Eltern reagieren oft genervt, wenn sie sehen, dass ihre Kinder ständig am Smartphone hängen. Hier empfehlen sich Regeln über Smartphone-freie Zeiten zu bestimmten Tageszeiten oder direkt vor dem Schlafengehen. Aber auch etwas, was Eltern ihren Kindern gegenüber immer zeigen sollten: echtes Interesse. "In den Augen der Eltern daddeln die Kinder ständig am Handy. Wenn man sie dann aber fragt, was sie gerade machen und warum es so wichtig ist, erfahren sie vielleicht, dass es um eine Freundin geht, deren Freund gerade Schluss gemacht hat.

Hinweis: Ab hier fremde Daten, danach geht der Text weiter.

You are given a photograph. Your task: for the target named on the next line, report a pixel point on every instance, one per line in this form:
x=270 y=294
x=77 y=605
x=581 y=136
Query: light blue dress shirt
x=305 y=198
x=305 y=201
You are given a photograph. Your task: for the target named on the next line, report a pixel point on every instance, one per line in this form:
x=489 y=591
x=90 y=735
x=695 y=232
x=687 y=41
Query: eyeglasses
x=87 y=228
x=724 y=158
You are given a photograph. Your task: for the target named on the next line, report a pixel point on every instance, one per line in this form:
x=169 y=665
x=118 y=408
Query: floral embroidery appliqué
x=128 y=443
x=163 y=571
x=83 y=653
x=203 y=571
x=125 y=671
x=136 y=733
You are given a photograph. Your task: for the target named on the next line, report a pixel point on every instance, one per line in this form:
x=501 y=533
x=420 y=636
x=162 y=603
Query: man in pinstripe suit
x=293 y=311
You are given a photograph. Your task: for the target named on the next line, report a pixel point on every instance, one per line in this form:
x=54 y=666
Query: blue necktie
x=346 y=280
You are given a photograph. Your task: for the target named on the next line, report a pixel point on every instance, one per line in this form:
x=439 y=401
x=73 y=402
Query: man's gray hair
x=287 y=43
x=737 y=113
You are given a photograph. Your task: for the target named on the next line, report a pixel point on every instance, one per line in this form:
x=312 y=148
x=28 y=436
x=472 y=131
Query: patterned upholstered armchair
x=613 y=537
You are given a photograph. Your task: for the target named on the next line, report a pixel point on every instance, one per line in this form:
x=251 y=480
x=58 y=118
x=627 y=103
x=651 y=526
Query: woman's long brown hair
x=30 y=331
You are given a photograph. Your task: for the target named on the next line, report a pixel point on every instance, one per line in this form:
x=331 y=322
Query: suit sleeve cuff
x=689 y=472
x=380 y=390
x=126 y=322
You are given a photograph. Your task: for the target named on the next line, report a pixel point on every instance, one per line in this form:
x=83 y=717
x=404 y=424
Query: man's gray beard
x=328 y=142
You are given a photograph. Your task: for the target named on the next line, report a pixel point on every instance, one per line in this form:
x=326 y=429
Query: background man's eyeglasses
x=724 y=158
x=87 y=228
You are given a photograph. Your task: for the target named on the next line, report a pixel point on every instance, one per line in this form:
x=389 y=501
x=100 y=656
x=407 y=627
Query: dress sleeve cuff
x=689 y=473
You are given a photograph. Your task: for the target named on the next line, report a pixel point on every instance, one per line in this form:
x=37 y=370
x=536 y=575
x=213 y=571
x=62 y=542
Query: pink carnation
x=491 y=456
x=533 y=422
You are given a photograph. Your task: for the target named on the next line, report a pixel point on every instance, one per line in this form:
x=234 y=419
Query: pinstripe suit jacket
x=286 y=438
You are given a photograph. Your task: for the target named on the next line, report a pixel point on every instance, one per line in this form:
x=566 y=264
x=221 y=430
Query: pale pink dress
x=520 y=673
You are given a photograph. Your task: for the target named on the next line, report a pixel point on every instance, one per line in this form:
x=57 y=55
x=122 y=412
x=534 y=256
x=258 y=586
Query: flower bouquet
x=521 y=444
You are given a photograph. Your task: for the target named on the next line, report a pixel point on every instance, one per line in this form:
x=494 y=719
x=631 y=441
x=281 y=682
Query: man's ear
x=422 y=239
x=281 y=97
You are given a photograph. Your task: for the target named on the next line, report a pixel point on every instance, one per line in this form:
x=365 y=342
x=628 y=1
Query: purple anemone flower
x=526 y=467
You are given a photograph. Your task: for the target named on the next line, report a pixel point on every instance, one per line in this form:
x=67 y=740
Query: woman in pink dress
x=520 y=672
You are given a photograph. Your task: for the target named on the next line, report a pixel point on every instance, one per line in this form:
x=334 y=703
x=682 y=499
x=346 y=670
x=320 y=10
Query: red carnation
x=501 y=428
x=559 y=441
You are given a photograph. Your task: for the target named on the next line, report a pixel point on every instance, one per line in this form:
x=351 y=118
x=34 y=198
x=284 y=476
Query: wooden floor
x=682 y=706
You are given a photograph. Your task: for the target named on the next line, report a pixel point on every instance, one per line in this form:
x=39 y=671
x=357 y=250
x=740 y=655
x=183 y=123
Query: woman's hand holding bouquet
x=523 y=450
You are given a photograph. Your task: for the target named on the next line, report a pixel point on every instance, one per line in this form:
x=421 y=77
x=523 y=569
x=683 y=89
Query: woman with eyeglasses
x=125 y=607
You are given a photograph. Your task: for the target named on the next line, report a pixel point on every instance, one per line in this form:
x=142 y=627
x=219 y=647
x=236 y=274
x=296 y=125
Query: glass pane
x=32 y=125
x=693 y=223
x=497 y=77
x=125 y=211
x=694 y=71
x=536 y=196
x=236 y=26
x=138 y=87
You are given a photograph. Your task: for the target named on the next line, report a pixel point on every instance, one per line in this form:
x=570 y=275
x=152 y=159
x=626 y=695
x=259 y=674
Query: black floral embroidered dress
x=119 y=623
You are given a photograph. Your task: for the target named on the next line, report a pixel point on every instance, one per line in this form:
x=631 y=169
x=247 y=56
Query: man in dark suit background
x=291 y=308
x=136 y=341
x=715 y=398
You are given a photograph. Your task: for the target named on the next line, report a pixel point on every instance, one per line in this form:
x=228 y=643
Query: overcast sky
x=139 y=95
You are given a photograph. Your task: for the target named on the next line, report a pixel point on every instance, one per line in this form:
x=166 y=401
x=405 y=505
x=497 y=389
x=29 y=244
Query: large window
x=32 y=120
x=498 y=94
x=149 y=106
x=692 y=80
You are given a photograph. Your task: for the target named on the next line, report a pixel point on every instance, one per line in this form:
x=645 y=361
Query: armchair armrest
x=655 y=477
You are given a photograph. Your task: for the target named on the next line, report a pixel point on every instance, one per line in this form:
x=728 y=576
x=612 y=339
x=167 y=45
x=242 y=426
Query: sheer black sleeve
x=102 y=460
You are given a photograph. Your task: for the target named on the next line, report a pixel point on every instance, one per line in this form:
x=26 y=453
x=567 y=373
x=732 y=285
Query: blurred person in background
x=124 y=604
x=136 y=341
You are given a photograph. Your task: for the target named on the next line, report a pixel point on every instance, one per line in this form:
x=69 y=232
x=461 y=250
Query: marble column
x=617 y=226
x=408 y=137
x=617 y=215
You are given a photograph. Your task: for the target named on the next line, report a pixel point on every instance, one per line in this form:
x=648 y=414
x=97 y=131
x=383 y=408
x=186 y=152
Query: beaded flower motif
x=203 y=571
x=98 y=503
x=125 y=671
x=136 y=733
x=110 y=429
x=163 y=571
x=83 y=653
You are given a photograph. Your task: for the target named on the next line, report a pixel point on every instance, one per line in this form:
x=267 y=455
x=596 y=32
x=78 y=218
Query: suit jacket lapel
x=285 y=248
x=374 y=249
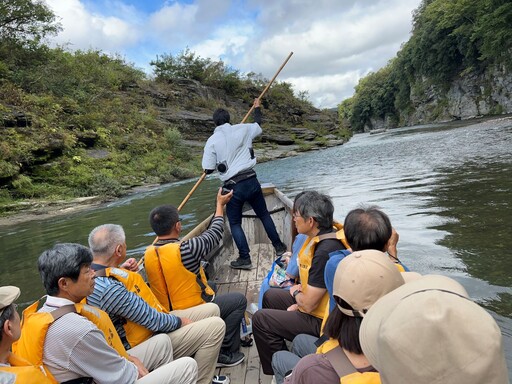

Die Freundin hängt durch, alle kümmern sich und gehen später vielleicht mit ihr ins Kino oder Eis essen." Die Kinder helfen sich also vielleicht gerade gegenseitig und mit einem Schlag sieht die Situation ganz anders aus.

Überhaupt können Kinder ab dem Grundschulalter und verstärkt mit zwölf Jahren immer mehr Verantwortung übernehmen. Und schon da sollten sich Eltern darum bemühen, eine Vertrauensbasis aufzubauen. Die Expertin sagt: "In der Medienerziehung hat sich gezeigt, dass Kontrolle kein guter Ratgeber ist. Die führt eher dazu, dass Konflikte sich verhärten und man innerhalb der Familie zunehmend Streit hat." Die bessere Strategie sei es, sich um sachliche Maßstäbe und Gelassenheit zu bemühen. Und im Gegenzug von den Kindern ein offenes Gespräch erwarten zu können, wenn die Eltern sich aus irgendeinem Grund Sorgen machen. Eltern schaffen so ein Umfeld, in dem Kinder sich in schwierigen Situationen eher anvertrauen.

Die fünf wichtigsten Regeln im Umgang mit digitalen Medien im Überblick:

  • Eltern begleiten ihr Kind am besten bis zum Alter von 11 Jahren in der Mediennutzung, bis es ausreichend Sicherheit und Erfahrung hat.
  • Je älter die Kinder werden, desto mehr Vertrauen bringen ihnen die Eltern auf der Grundlage von Absprachen entgegen. Trotzdem bleiben Eltern immer als Ansprechpartner präsent.
  • Verabredete Nutzungszeiten sind eine Art Grundgerüst. Die Regeln können flexibel sein, mit dem Alter mitwachsen und dürfen auch mal eine Ausnahme zulassen.
  • Kinder sollten wissen: Mediale Dinge haben einen Stellenwert, sie können sie genießen, aber es gibt auch noch viele andere Dinge, die wichtig sind. Pausen und Abschalten von Medien deshalb nicht vergessen.